Ein Überraschungsfund aus dem Hohen Mittelalter

Der Aufmerksamkeit eines Spaziergängers ist es zu verdanken, dass das Landesmuseum für Vorgeschichte Halle (Saale) einen besonderen Neuzugang verzeichnen kann: Das Aquamanile, ein bronzenes Handwaschgefäß in Form eines Pferdes aus dem Hohen Mittelalter ist ein Luxusobjekt und in archäologischer Hinsicht ein außergewöhnlicher Fund.

Aquamanile von Großdemsin
Halbfrontale Ansicht des Aquamaniles von Großdemsin. Deutlich zu erkennen ist der Ausguss am Maul. Foto © Landesamt für Denkmalpflege und Archäologie Sachsen-Anhalt, Juraj Lipták.

Im Juli 2021 machte ein aufmerksamer Spaziergänger in der morastigen Niederung des Baches Schlagenthiner Stremme bei Großdemsin (Landkreis Jerichower Land) einen herausragenden Fund, der aus dem Boden einer frisch gemähten Wiese ragte.

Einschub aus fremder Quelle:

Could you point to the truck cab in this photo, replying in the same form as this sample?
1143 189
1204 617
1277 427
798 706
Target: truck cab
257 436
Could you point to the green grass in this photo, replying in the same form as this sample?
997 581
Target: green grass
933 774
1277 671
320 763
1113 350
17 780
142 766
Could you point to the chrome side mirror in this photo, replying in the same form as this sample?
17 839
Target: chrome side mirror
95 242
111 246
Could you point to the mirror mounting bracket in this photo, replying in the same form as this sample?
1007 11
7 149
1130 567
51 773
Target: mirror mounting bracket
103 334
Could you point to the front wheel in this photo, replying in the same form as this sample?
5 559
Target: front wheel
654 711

In vorbildlicher Weise meldete und übergab er das Objekt an das Landesamt für Denkmalpflege und Archäologie (LDA) Sachsen-Anhalt, wo es als hochmittelalterliches Aquamanile, ein Gefäß zum Ausgießen von Wasser, in Form eines Pferdes aus dem Zeitraum zwischen etwa 1150 und 1250 identifiziert wurde.

Die archaisch wirkende Pferdegestalt von circa 20 Zentimeter Länge und etwa 23 Zentimeter Höhe besitzt einen langgestreckten röhrenförmigen Rumpf mit ausladenden Rundungen an Gesäß und Brust und einen steil aufgerichteten Hals und Kopf. Die Grundform mit starren Vorderund leicht zurückgestellten Hinterbeinen erinnert an Löwenaquamanile der Zeit um 1200 nach Christus. Das leicht geschwungene, keilförmige Haupt des Pferdes mit seinen großen mandelförmigen Augen und nach vorn gerichteten spitzen Ohren ist plastisch vom Hals abgesetzt. Auf Stirn und Hals ist in Form von vier strichgefüllten Dreiecken die Mähne wiedergegeben. Auf der Stirn findet sich zudem das Scharnier samt beweglichem Klappdeckel für den Einguss. Der Ausguss liegt am Maul. Ein schlichter gebogener Rundstab dient als Griff.

Die eher unnatürlichen Proportionen und die recht stilisierte Ausführung lassen vermuten, dass das Aquamanile bereits im 12. oder in der ersten Hälfte des 13. Jahrhunderts entstand, wobei es sich keiner bestimmten Werkstatt zuschreiben lässt. Mit Magdeburg läge ein nahes frühes Zentrum für anspruchsvollen Buntmetallguss vor, in der Kunstgeschichte wird für Gieß-Pferde mit ähnlichen Charakteristika jedoch meist eine Entstehung in Ungarn unter Einfluss islamischer Vorbilder postuliert.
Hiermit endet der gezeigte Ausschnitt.